Case ID: paige-ch_10/html/0009-01.html
Source: Caselaw Access Project
Author: {"author": "The Chancellor.", "license": "Public Domain", "url": "https://static.case.law/"}
Date Created: 2024-08-24T03:29:51.129683

Fitch vs. Smith. Terry vs. The Same.
    1842. Oct. 4.
    The service of the subpoena in the cause subsequent to the filing of the complainant’s bill, or the issuing of the subpoena and a bona fide attempt to serve the same, is the commencement of the suit against the defendant, and not the filing of the bill merely.
    Where a creditor’s bill in one suit was filed two hours before the filing of the bill in another suit, but a subpoena on the last bill was taken out and served before any attempt had been made to serve a subpoena upon the bill first filed, Held, that the suit upon the bill last filed was first commenced, and that the complainant in that suit was entitled to a priority in payment out of the property of the judgment debtor, who was the defendant in both suits.
    This was an appeal by Fitch, the complainant in the first of the above causes, from a decision of the vice chancellor of the eighth circuit. The complainants, respectively, were judgment creditors of the defendant Smith, and filed creditors’ bills against him, to obtain satisfaction of their debts. The solicitors of both complainants resided at Buffalo, and sent their bills by the same mail to Rochester to be filed, and to obtain injunctions thereon—the first bill directed to a deputy in the office of the clerk in chancery, and the last to the clerk himself. The deputy, not noticing that an injunction was required in the case directed to him, filed the bill immediately ; and in the other case the bill was filed two hours afterwards, but not until an injunction had been applied for thereon and granted. The injunction was received by the solicitor for Terry, at Buffalo, on the 6th of December ; and a subpoena was immediately made out, and was served upon the defendant on the same day, together -with the injunction. The solicitor for Fitch received notice of the filing of his bill on the same day. But in consequence of a mistake of the deputy clerk, in overlooking his directions to present the bill to the vice chancellor and obtain an injunction thereon, he had to send again to Rochester to procure the allowance of an injunction before he took out and served his subpoena; and he was not therefore able to serve both the subpoena and injunction until the 15th of December.
    The vice chancellor decided that the complainant, in the suit in which the subpoena was first taken out and served, was entitled to a priority of payment, out of the defendant’s property in the hands of the receiver, although the bill of the complainant in the other suit was first filed in the clerk’s office. And he made an order accordingly ; from which order Fitch appealed.
    
      E. Fitch Smith, for the appellant.
    
      C. H. Bramhall, for the respondent.
   The Chancellor.

The complainants in both of these cases sent their bills to the clerk’s office at the same time 5 neither being aware of the fact that the other was about to commence a suit against the same defendant for a similar purpose. But owing to a mistake the deputy clerk who acted as the appellant’s agent, filed the bill immediately, and without applying to the vice chancellor for an injunction thereon ; in consequence of which mistake that bill got on to the files of the court two hours before the respondent’s bill. And if the filing of the bill, before taking out and serving a subpoena or making a bona fide attempt to serve it, was the commencement of a suit in this court, the appellant would have obtained a preference in payment out of thg property of the defendant, in consequence of this'mistake of the deputy clerk. The filing of the bill, however, is not the commencement of the suit; although by statute the bill must now be filed before any process for the appearance of the defendant can be issued. (2 R. S. 179, § 70, 76.) It is true, in common parlance, we use the expression “filing of the bill” to denote the commencement of a suit in chancery ; instead of referring to the issuing and service of the subpoena, or the making of abona fide attempt to serve it, after the bill has been filed, which is the actual commencement of the suit in this court. (Webb v. Pell, 1 Paige’s Rep. 564. 1 Dan. Ch. Prac. 554.)

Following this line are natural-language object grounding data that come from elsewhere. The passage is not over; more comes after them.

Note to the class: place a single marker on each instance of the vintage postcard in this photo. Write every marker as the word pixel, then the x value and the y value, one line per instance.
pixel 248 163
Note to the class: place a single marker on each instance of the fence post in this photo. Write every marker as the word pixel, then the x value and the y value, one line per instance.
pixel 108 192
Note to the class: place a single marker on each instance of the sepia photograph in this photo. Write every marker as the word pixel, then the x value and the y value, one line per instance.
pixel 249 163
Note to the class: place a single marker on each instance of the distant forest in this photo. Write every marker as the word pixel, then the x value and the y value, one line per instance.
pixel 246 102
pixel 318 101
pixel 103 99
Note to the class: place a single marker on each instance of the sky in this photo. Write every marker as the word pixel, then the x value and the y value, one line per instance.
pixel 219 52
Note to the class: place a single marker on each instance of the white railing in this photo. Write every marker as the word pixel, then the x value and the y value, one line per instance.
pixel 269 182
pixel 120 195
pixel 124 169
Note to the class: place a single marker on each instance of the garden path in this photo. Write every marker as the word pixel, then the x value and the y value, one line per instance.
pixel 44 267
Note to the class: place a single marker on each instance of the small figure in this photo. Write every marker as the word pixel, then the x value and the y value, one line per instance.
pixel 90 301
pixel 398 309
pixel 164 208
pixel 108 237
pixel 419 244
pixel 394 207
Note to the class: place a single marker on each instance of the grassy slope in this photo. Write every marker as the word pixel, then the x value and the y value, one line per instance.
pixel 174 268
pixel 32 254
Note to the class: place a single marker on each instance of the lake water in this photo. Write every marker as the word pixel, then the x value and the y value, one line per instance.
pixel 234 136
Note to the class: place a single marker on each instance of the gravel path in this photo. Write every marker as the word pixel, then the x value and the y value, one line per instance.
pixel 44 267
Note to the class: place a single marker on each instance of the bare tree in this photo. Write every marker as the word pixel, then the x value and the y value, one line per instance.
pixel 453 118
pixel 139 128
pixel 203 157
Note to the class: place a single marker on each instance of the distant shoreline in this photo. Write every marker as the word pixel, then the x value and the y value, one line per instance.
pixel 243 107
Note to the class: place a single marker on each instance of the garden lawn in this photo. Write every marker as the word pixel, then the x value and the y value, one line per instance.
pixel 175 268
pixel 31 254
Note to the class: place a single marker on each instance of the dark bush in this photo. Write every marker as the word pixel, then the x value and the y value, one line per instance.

Here, as I understand the affidavit of the appellant’s solicitor, no subpoena was attempted to be served, or was even issued, until the solicitor received the injunction from Rochester, which was more than a week after the injunction and subpoena in the respondent’s suit had been actually served upon the defendant.

The decision of the vice chancellor is therefore clearly right j and the order appealed from must be affirmed with costs.